Рассказ Исы ибн Хишама, или Период времени | страница 35
Тебе известно, что эта профессия — властвовать и управлять — редко приводит к возвышению и часто сводит в могилу, и лучше бы вам жить как простым людям — у каждого из них своя работа, ремесло или дело, которым он зарабатывает себе на жизнь. Тогда, спускаясь с высот власти, вы занимали бы свое место в сообществе людей, приносящих пользу и живущих плодами своего труда.
Паша: Клянусь Аллахом, все, что я вытерпел от полиции, прокуратуры, двух судов и ревизионного комитета, не так горько и обидно, как эти ваши проповеди и советы. Поздно мне учиться и набираться умения, овладевать ремеслом и профессией не осталось времени. Проповеди полезны тем, кто жизнь начинает, а не доживает.
Говорил Иса ибн Хишам: Опечалился я, слушая эти слова, стало мне жаль пашу и начал я прикидывать и соображать, какую помощь я могу ему оказать. Но ничего путного придумать сил у меня не хватило и отчаяние было меня охватило. А паша то глядел, как я раздумываю, то сам погружался в раздумья, а потом с места встал, за руку меня взял и сказал.
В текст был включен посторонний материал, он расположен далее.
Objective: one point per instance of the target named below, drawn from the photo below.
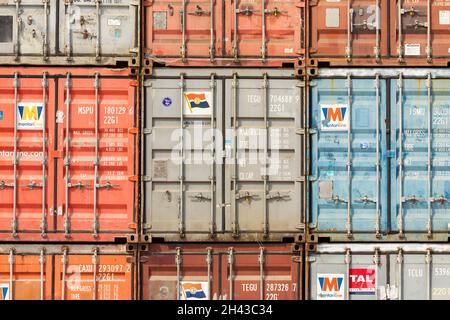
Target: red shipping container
(221, 271)
(224, 33)
(73, 272)
(66, 154)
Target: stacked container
(224, 149)
(379, 190)
(223, 184)
(69, 150)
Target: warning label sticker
(362, 281)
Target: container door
(185, 29)
(25, 276)
(420, 276)
(96, 155)
(264, 156)
(26, 164)
(347, 276)
(196, 279)
(28, 28)
(349, 28)
(420, 174)
(93, 277)
(264, 274)
(183, 191)
(420, 29)
(349, 176)
(264, 29)
(98, 28)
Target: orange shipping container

Паша: Я нашел, слава Аллаху, на что мне жить и как расходы свои покрыть.
Иса ибн Хишам: Что же ты нашел?
Паша: В прошлые времена было в обычае таких людей, как я, добрые дела творить, дабы Аллаху угодить и в геенну огненную не угодить. Строили мы мечеть, либо куттаб{90}, либо сабиль{91} и жертвовали участок земли, все доходы от которого на их содержание шли. Верность обычаю храня, так же поступил и я — оставил после себя огромный вакф{92}, и наследники мои ни присвоить, ни растратить его не могли. Так пойдем же и разыщем то, что мной построено и на богоугодные дела завещано.
ВАКФ{93}
И продолжили мы с пашой хождения в поисках его имения. Расспрашивали каждого встречного о мечети и сабиле, но поиски наши тщетны были и никого, кто бы место их нам указал, мы не находили. Паша то и дело вспоминал улицы и переулки, тупики и закоулки и повторял: «Где-то тут они должны находиться, Аллах не позволит мне ошибиться». Но шаги его все замедлялись, а охи и вздохи учащались, при виде домов развалившихся он стенал, как тот поэт, что над следами жилища ‛Аззы{94} или Навар{95} слезы проливал.
После долгих блужданий и хождений, на одном месте топтаний и возвращений увидели мы узкий проулок в конце пути — по нему с трудом можно было пройти. Паша остановился, глядя на дома покосившиеся, на стены обвалившиеся и на мечеть, что на углу возвышалась, — рядом с ней питейная лавка помещалась. На другом углу лавка торговца благовониями находилась, а возле нее другие, разным товаром торгующие лавки ютились. Паша стал осматриваться и оглядываться, колебался между уверенностью и сомнением, и долго не мог прийти ни к какому решению, пока не углядел в одной из лавок дряхлого старика, на корточках недвижно сидящего и с места не сходящего. Старик древнюю развалину напоминал, взгляд его безнадежность и покорность судьбе выражал, а лоб, словно папирус ветхий, следы тягот и испытаний сохранял. Паша тут же сомневаться перестал и уверенно, как хозяин слугу, старика подозвал. Старик с быстротой удивительной на ноги вскочил и к паше подбежал, ясно было, что оклик для него как строгий приказ прозвучал, словно король одного из свиты своей позвал. С видом раба покорного он перед нами встал и смиренно новых приказов ждал. Паша еще раз его оглядел, с мыслями собрался и сказал.